Rejoice, there is hope for eternally single nerds

I know quite a few people, both at work and socially, who met their other half on internet dating sites. There is no longer a stigma attached to this and it’s right there isn’t. Frankly meeting someone down the pub when you’re pissed, they’re pissed and you can’t hear a thing has seemed like a bizarre route to a long term relationship to me for a very long time.

When I was still a student and exceptionally useless around the fairer sex due to various issues, including low self esteem, my university flatmates took things into their own hands and wrote a lonely hearts ad for me and placed it in the Guardian’s Soulmate’s section without telling me. The idea was to present me with a selection of normal and attractive respondents which I could then find excuses to either not date (despite the fact they wanted to date me) or find some sort of odd flaw with (she’s got enormous hands/feet/head/neck, she breathes loudly through her mouth being the normal sort of comment I’d write off famous Hollywood actresses with). However something rather unexpected happened, in that an attractive and very normal sounding girl replied to the advert. So much so, one of my flatmates decided to go out with her instead. They hadn’t told me about the ad at this point and it only came out many many years later. So my friend came down from the North of England for a date with someone who effectively had read about me and thought I sounded all right and went out for pizza with her in central London. I then briefly met up with the pair of them before I went off to drink beer with my mate (that’s how I know she was pretty). At the time it did seem a little odd my mate had gone on a blind date with someone in London but that was all pretty much in keeping with his impetuous nature and he was always doing stuff like that.

I don’t think I was even cross when I found out years later; I’ve been very lucky in the lady I ended up marrying and “what if” scenarios genuinely never cross my mind since I know I couldn’t have done better.

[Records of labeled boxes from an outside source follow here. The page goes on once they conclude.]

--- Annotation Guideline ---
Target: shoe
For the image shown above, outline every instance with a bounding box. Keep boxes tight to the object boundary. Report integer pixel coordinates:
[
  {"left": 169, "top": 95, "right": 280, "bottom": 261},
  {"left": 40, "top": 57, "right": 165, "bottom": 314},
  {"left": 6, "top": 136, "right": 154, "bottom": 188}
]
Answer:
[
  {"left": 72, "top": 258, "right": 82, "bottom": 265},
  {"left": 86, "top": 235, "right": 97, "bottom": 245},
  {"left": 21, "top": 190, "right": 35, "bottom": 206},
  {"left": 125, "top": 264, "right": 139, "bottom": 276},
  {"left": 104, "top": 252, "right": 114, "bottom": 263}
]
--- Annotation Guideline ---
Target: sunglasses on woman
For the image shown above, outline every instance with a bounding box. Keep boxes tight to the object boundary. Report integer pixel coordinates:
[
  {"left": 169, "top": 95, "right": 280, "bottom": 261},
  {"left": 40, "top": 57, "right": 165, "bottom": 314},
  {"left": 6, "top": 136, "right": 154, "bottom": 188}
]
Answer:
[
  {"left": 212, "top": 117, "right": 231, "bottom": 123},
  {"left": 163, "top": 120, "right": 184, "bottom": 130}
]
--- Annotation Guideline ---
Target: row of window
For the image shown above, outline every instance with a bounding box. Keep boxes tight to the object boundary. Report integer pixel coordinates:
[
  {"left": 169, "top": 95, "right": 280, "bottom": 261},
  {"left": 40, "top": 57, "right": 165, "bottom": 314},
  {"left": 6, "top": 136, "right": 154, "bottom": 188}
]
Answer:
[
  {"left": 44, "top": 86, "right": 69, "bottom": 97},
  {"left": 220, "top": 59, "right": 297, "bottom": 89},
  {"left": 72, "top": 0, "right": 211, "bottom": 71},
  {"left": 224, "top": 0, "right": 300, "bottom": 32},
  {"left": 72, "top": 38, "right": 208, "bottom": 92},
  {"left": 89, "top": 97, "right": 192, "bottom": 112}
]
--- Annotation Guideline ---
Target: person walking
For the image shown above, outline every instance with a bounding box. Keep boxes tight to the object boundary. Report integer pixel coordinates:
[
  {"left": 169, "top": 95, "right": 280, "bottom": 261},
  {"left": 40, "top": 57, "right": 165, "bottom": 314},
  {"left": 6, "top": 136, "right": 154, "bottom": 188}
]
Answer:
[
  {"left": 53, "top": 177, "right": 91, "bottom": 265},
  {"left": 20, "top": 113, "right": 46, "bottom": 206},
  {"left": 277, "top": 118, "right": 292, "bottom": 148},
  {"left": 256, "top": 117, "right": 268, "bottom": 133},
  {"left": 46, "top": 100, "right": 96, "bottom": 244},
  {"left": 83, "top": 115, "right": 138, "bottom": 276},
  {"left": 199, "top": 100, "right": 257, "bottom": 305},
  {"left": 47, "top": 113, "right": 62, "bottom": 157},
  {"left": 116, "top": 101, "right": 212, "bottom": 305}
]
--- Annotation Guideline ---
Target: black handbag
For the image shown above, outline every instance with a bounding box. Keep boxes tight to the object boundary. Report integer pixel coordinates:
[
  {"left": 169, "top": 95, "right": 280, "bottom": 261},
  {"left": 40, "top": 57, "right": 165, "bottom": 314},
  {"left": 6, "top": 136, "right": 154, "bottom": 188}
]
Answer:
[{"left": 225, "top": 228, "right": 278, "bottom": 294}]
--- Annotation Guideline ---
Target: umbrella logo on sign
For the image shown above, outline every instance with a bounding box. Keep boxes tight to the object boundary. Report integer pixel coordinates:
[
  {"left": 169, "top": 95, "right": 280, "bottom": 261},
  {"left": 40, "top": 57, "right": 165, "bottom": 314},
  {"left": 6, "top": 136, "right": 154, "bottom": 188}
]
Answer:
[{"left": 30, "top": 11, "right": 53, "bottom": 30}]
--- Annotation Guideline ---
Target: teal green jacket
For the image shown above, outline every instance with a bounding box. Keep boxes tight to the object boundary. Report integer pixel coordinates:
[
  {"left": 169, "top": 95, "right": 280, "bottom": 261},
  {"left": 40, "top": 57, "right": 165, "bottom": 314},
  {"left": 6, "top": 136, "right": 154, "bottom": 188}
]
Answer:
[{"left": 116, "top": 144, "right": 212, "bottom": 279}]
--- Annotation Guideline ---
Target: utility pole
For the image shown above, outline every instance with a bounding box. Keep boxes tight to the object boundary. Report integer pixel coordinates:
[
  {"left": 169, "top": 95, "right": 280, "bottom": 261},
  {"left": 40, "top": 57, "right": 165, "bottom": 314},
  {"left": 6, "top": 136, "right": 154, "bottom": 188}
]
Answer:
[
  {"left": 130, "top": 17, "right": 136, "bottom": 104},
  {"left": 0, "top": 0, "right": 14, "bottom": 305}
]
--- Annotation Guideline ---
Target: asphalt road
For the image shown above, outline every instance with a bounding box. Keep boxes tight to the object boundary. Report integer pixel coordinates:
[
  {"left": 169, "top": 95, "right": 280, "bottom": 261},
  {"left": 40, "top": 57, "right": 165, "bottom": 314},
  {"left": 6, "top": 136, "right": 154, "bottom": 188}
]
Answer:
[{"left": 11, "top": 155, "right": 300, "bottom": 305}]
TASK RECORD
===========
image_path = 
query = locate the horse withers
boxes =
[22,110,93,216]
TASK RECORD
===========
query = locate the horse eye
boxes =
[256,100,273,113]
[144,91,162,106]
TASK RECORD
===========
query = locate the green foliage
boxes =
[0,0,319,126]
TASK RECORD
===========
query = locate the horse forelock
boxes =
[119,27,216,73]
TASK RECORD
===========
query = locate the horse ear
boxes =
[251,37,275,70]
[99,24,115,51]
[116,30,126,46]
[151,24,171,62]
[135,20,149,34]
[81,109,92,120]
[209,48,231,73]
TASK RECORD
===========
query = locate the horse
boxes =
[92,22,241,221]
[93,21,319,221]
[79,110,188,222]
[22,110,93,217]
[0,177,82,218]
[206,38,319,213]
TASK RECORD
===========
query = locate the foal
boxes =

The internet nowadays is full of guides on how to get women to like you, and there was even a controversial Kickstarter called How to be awesome with women that was branded a rape manual by some. A steady diet of always available online porn and a life in front of a screen have genuinely convinced certain groups of boys that women are more or less a different species who need to be tricked into talking to them (if you have to) and then having sex with them. It’s all very odd, and wont really get better unless we teach our boys from an early age that girls are actually people too.

Fortunately Waterstones, the one remaining bastion of chain bookstores on our high street, appears to be seeking to remedy this. The “Dark Fantasy” (i.e. emo teen relationship books hidden behind a veneer of supernatural whimsy involving vampires and werewolves) has already been placed next to the single boy/man domain of science fiction and fantasy for sometime but the next step has been taken. Sci fi/fantasy now abides next to Romance in the Hatfield branch of Waterstones.

Good work guys, lets hope the influx of ladies into the nerds sanctury doesn’t frighten too many of them away.